Aside from my research, the following is a taste of some of my interests inside and outside school.
Effective Reproduction Value (Rt) of COVID-19 in the WKU Community #
Rt is a key measure of how fast a virus is growing. It’s the average number of people who become infected from an infectious person. If Rt is above 1.0, the virus will spread quickly. When Rt is below 1.0, the virus will stop spreading. These values were calculated on January 12, 2021 using data provided by WKU’s Engineering & Applied Sciences Department. The number of reported positive case “counts include anyone who self-identifies as a member of the WKU community to contact tracers or the WKU COVID Response Team regardless of whether the individual lives on campus or has physically been on WKU’s campus."-WKU COVID Dashboard
This project took the home page of my personal website when WKU was still reporting positive cases.
The model used to calcuate Rt is the exact same model used in https://rt.live. All credits go to Kevin Systrom and Thomas Vladeck for their contributions. A GitHub repository for the code used in this model can be found here.
I am neither an expert in epidemiology nor statistics. I have not consulted experts in these fields. I am just a student interested in applying this model to my own campus. The following are known issues:
- The model needs what is basically the positivity rate which changes over time as the group of people tested changes. The model may underestimate current values of Rt because far more people without symptoms are tested, thus driving the positive percentage down and overstating a downward trend in cases.
- The model relies on a distribution for the delay between infection and a reported positive test. Most of the data used to generate this distribution is from Germany early in the pandemic – it is possible this delay distribution looks different in the US and across variants.
Everyone has the right to freely accessible scientific knowledge, especially regarding the spread of COVID-19 in their community. My page was created to inform campus administration and those interested.
FastGAN-pytorch #
Made a few updates to FastGAN-pytorch to make NathanGAN. Results are eerie. I ended up using the model trained on the FFHQ dataset for a video.
VSTs #
Digital signal processing is cool and I like make programs to do it for me sometimes.
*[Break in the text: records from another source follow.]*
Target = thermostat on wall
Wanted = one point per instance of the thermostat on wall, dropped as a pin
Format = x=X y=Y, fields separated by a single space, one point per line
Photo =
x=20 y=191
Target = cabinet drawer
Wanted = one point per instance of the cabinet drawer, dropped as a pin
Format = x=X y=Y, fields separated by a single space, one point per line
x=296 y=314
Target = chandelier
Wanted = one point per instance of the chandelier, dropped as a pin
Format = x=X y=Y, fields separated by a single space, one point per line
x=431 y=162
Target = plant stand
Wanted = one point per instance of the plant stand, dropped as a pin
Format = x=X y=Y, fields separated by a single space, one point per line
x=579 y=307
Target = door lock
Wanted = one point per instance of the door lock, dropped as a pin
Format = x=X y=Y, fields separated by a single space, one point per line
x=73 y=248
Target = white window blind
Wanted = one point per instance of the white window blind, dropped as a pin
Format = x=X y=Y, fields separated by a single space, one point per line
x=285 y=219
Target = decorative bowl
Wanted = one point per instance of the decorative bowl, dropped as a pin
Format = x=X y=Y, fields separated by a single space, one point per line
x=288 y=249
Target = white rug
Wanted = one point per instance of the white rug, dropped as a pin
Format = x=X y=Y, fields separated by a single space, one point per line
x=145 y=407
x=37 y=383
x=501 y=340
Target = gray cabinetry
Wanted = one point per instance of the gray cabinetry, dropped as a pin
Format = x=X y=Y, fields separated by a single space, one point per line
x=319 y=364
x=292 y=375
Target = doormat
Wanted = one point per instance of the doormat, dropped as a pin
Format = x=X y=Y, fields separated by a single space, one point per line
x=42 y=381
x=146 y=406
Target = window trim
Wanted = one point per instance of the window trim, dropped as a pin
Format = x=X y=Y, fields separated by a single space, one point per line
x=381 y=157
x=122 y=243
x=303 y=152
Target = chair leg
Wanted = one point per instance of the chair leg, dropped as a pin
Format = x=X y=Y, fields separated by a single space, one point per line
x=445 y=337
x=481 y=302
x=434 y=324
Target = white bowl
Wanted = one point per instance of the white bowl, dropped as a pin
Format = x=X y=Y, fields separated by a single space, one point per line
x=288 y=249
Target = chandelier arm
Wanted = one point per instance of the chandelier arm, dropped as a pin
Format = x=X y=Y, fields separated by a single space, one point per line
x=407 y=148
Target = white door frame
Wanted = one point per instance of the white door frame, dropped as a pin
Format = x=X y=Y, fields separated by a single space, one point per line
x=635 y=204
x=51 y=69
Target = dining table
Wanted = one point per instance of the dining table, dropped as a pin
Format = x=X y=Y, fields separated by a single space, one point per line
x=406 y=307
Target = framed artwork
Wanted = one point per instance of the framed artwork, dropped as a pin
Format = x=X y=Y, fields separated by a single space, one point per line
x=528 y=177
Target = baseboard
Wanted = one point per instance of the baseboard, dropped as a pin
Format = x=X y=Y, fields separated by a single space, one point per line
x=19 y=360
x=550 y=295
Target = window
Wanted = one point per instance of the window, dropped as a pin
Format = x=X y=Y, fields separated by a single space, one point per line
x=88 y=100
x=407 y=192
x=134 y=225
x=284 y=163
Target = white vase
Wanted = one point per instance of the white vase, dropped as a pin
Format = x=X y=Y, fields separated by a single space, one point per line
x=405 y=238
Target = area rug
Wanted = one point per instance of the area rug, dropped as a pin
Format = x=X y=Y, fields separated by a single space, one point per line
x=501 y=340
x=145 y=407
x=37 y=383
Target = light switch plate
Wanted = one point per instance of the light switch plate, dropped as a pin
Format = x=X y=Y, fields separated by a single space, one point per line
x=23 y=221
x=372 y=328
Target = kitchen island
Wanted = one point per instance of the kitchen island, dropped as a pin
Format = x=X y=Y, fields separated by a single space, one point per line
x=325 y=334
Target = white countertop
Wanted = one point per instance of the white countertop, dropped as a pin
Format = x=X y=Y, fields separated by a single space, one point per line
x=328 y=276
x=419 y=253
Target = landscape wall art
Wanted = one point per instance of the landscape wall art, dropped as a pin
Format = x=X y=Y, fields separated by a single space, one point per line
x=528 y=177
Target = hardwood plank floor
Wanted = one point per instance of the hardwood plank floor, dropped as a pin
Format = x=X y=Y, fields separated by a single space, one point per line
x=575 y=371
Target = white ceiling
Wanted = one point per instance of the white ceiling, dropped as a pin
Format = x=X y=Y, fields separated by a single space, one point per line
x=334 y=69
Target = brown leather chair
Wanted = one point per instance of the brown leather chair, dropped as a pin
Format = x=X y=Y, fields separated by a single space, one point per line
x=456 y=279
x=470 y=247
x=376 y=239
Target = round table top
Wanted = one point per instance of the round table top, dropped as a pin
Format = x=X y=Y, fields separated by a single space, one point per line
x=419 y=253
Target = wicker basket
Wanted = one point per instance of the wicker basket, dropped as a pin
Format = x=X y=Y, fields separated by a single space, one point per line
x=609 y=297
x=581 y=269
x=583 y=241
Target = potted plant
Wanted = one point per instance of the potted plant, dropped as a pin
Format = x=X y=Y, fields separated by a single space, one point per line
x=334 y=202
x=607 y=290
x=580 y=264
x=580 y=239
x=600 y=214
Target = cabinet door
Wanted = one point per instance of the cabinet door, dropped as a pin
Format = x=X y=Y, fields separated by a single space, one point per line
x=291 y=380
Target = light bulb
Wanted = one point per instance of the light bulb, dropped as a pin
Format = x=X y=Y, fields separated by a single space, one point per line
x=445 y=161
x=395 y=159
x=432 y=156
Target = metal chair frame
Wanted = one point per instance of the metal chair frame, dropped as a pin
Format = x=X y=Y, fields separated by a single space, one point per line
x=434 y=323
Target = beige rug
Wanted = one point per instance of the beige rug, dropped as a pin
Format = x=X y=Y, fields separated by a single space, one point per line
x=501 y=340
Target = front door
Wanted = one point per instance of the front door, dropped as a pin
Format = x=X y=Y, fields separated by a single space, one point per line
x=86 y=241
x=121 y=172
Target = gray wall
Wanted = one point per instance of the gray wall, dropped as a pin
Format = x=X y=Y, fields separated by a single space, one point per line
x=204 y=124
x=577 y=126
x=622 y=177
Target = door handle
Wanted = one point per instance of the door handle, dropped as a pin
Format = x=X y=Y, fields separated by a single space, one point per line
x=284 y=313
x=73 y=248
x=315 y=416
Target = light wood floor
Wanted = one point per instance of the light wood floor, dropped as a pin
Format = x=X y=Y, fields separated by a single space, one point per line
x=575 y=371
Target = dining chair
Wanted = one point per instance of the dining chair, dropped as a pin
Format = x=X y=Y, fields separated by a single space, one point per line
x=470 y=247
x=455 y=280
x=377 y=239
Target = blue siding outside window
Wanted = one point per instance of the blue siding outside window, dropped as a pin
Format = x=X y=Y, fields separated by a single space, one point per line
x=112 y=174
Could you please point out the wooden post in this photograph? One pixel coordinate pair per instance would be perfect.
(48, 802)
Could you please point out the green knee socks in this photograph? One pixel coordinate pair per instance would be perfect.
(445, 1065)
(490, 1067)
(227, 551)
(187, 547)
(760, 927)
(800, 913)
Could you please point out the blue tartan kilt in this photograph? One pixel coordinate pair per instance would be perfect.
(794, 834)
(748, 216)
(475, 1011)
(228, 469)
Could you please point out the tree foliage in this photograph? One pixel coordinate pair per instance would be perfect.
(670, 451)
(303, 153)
Nothing bad will happen if you load these in your DAW.
GitHub: NathanGillispie/KiosPluginsPolySlew is a new take on the slew limiter. If you look at a given sample under a taylor expansion (it’s a discrete signal but assume it isn’t), the constant term is clamped to a range of values with a traditional limiter. The slew limiter clamps the linear term, or the first derivative of the signal. PolySlew generalizes this to the cubic term and adds different algorithms. This plugin was made to be as transparent as possible. It will blow up your speakers. Please add a limiter and high-pass after it.
In the future I want to create similar plugins to iZotope RX 10. There’s a function that minimizes peak signal by locally altering the phase of the frequencies. It took me a while to figure out how it works. Essentially, a windowing function splits the incoming signal into buffers and a bunch of random FFT phases are tried in parallel to minimize the peak signal. It’s incredibly fast and efficient and results in no audible artifacts, although you should expect transient smearing. I hope to make a real-time VST version of this, although it would be non-deterministic unless I used a pseudo-random generator.
Oculus Knot Visualizer #
What a fun program.
GitHub: NathanGillispie/oculus_knot_visualizerOther machine learning endeavors #
Some processing code to visualize a model learning on the perceptron model. I eventually made it to backpropogation of the multilayer perceptron model but that’s ugly C# code with no cool visuals.